Almost everything else — including the buzzy "longevity molecules" like NMN, resveratrol, urolithin A, spermidine, lithium orotate — currently rests on animal data, surrogate biomarkers, or industry-funded short-term trials, not on hard outcomes in healthy adults. See Geroprotectors for the full landscape and the gap between mechanistic promise and clinical translation. And a handful of supplements have documented harm at common doses — high-dose vitamin E, beta-carotene in smokers, retinol overload, calcium megadosing, chronic high-dose B6, selenium above 200 µg in already-replete people — collected under Supplements to avoid.

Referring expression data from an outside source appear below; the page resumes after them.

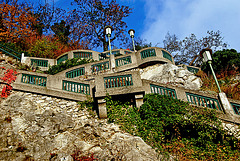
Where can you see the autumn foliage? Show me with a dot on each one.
(16, 22)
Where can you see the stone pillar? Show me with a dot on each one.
(102, 109)
(225, 103)
(139, 100)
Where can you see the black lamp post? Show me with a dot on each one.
(131, 33)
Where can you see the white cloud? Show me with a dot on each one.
(183, 17)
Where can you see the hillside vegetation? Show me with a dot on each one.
(175, 127)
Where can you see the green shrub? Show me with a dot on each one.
(174, 126)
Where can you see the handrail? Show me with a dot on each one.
(236, 108)
(163, 91)
(75, 72)
(76, 87)
(118, 81)
(203, 101)
(34, 79)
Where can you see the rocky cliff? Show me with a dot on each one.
(35, 127)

Prescription pharmacology — including GLP-1 receptor agonists (Ozempic-class drugs) and testosterone therapy — lives under the Clinical Care pillar. This section is for over-the-counter, food-derived, and nutritionally-bounded interventions.

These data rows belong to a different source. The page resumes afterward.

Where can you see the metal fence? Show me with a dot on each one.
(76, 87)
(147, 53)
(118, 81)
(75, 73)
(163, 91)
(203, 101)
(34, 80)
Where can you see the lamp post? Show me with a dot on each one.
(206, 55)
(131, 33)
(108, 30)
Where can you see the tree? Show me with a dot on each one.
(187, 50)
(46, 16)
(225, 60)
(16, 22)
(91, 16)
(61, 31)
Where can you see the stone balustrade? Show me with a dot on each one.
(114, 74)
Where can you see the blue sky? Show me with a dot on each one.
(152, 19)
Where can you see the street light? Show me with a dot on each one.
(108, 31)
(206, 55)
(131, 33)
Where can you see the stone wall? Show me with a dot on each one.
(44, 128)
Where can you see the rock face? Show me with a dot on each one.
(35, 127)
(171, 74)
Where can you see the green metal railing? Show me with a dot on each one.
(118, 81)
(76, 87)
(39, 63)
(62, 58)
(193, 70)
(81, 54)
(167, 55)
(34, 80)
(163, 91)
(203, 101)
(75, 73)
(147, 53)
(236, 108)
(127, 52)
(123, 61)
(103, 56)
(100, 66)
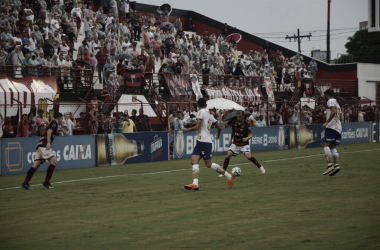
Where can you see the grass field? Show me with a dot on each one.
(144, 206)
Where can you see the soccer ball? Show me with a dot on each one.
(236, 171)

Test before you supplement
For anything fat-soluble, mineral, or chronically dosed, test first. Highest-yield labs in midlife:
- 25-hydroxyvitamin D
- Vitamin B12 with methylmalonic acid (MMA) or holotranscobalamin
- Ferritin and transferrin saturation (especially in premenopausal women)

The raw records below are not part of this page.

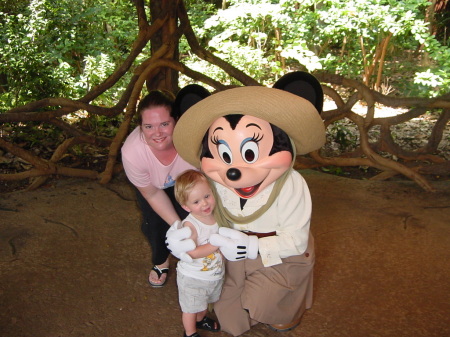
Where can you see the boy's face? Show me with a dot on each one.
(200, 202)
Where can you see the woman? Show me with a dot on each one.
(152, 164)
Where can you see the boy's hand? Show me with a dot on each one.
(178, 242)
(235, 245)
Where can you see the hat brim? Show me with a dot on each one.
(293, 114)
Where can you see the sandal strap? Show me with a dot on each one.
(208, 324)
(160, 271)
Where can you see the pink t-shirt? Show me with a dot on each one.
(143, 168)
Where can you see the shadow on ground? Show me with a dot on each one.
(74, 263)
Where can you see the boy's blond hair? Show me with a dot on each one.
(185, 182)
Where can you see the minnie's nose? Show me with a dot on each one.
(234, 174)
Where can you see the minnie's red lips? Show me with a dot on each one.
(247, 192)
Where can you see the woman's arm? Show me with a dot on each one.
(160, 202)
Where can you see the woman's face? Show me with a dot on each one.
(157, 127)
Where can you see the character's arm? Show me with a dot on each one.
(293, 215)
(178, 242)
(235, 245)
(201, 250)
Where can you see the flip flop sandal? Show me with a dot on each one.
(193, 335)
(159, 272)
(208, 324)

- RBC magnesium (more sensitive than serum)
- TSH
- Omega-3 index (RBC EPA+DHA percentage; target 8–12%)
- Homocysteine
For Czech residents specifically, vitamin D is the single most cost-effective test — only ~20% of younger adults reach 25(OH)D ≥75 nmol/L.
Quality assurance
Look for USP Verified, NSF Certified for Sport, or Informed Sport marks. ConsumerLab independent testing repeatedly finds 10–30% of products underdosed, contaminated with heavy metals, or mislabeled.
- Fish oil should be third-party tested for oxidation (TOTOX) and rancidity.
- Melatonin OTC in the US varies 83–478% of label dose; EU prolonged-release Circadin 2 mg is more reliable.
- NMN products from Amazon have repeatedly failed label-claim assays.
What's overrated
The novel insight from the most recent five years of evidence is that the gap between mechanistic promise and clinical translation is widening, not narrowing, for the entire emerging-longevity supplement category — while the foundational story for vitamin D in deficient populations, omega-3 for cardiovascular nuance, magnesium for blood pressure and metabolism, and creatine for muscle and cognition has actually become stronger and more practical to act on.
Refuse the cocktail-of-everything approach. Use supplements as targeted gap-fillers where biomarkers, diet, age, or sex create a specific rationale.